Surface characterization of gallium nitride modified with peptides before and after exposure to ionizing radiation in solution.

An aqueous surface modification of gallium nitride was employed to attach biomolecules to the surface. The modification was a simple two-step process using a single linker molecule and mild temperatures. The presence of the peptide on the surface was confirmed with X-ray photoelectron spectroscopy. Subsequently, the samples were placed in water baths and exposed to ionizing radiation to examine the effects of the radiation on the material in an environment similar to the body. Surface analysis confirmed degradation of the surface of GaN after radiation exposure in water; however, the peptide molecules successfully remained on the surface following exposure to ionizing radiation. We hypothesize that during radiation exposure of the samples, the radiolysis of water produces peroxide and other reactive species on the sample surface. Peroxide exposure promotes the formation of a more stable layer of gallium oxyhydroxide which passivates the surface better than other oxide species.

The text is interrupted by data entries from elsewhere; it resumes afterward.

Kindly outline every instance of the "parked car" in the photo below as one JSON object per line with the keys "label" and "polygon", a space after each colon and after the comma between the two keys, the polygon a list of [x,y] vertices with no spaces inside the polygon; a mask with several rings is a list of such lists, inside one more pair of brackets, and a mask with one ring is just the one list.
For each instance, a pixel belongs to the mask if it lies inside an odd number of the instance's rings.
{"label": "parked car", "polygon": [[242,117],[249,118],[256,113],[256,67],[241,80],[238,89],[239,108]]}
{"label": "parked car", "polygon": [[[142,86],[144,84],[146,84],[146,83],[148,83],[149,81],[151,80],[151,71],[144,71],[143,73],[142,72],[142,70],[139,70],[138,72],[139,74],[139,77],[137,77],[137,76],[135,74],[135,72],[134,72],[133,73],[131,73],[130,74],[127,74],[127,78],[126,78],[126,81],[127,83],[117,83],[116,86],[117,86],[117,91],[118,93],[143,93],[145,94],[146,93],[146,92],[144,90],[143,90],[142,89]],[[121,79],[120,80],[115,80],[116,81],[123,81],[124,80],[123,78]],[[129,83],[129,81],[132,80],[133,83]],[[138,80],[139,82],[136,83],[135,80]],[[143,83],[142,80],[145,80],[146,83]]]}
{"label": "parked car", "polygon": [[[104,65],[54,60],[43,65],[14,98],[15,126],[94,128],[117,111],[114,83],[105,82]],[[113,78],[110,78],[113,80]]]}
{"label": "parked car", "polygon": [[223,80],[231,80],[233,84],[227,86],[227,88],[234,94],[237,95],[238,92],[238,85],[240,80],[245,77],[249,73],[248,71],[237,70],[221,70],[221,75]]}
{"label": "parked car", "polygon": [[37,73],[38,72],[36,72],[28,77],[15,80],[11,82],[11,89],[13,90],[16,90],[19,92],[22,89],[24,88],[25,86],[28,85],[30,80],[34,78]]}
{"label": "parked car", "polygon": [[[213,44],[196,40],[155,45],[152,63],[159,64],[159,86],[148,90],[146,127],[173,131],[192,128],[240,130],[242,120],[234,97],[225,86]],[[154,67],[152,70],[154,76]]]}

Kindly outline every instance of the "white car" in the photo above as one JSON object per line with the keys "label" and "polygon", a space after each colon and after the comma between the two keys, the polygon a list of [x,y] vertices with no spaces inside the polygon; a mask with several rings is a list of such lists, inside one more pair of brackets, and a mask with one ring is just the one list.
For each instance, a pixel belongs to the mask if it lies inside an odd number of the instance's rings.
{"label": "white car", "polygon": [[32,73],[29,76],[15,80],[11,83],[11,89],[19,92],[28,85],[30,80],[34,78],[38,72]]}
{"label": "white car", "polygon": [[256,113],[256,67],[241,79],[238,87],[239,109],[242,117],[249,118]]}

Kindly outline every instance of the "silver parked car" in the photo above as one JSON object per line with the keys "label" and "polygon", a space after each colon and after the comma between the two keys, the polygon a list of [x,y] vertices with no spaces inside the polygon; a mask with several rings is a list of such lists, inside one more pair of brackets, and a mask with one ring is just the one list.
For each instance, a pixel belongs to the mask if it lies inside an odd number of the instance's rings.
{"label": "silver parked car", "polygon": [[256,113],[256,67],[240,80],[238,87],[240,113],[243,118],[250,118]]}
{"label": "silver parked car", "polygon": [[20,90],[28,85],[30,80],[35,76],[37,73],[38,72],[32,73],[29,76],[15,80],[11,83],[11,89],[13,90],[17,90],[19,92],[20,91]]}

Modification of the Surface Properties of Al x Ga1-x N Substrates with Gradient Aluminum Composition Using Wet Chemical Treatments.

The surface properties of biomolecular gradients are widely known to be important for controlling cell dynamics, but there is a lack of platforms for studying them in vitro using inorganic materials. The changes in various surface properties of an Al x Ga1-x N film (0.173 ≤ x ≤ 0.220) with gradient aluminum content were quantified to demonstrate the ability to modify interfacial characteristics. Four wet chemical treatments were used to modify the surface of the film: (i) oxide passivation by hydrogen peroxide, (ii) two-step functionalization with a carboxylic acid following hydrogen peroxide pretreatment, (iii) phosphoric acid etch, and (iv) in situ functionalization with a phosphonic acid in phosphoric acid. The characterization confirmed changes in the topography, nanostructures, and hydrophobicity after chemical treatment. Additionally, X-ray photoelectron spectroscopy was used to confirm that the chemical composition of the surfaces, in particular, Ga2O3 and Al2O3 content, was dependent on both the chemical treatment and the Al content of the gradient. Spectroscopic evaluation showed red shifts in strain-sensitive Raman peaks as the Al content gradually increased, but the same peaks blue-shifted after chemical treatment. Kelvin probe force microscopy measurements demonstrated that one can modify the surface charge using the chemical treatments. There were no predictable or controllable surface charge trends because of the spontaneous oxide-based nanostructured formations of the bulk material that varied based on treatment and were defect-dependent. The reported methodology and characterization can be utilized in future interfacial studies that rely on water-based wet chemical functionalization of inorganic materials.

Biomolecular gradients via semiconductor gradients: characterization of amino acid adsorption to InxGa1-xN surfaces.

The band gap of indium gallium nitride can be tuned by varying the compositional ratio of indium to gallium, spanning the entire visible region and extending into the near-infrared and near-ultraviolet. This tunability allows for device optimization specific to different applications, including as a biosensor or platform for studying biological interactions. However, these rely on chemically dependent interactions between the device surface and the biostructures of interest. This study presents a material gradient of changing In:Ga composition and the subsequent evaluation of amino acid adsorption to this surface. Arginine is adsorbed to the surface in conditions both above and below the isoelectric point, providing insight to the role of electrostatic interactions in interface formation. These electrostatics are the driving force of the observed adsorption behaviors, with protonated amino acid demonstrating increased adsorption as a function of native surface oxide buildup. We thus present a gradient inorganic substrate featuring varying affinity for amino acid adhesion, which can be applied in generating gradient architectures for biosensors and studying cellular behaviors without application of specialized patterning processes.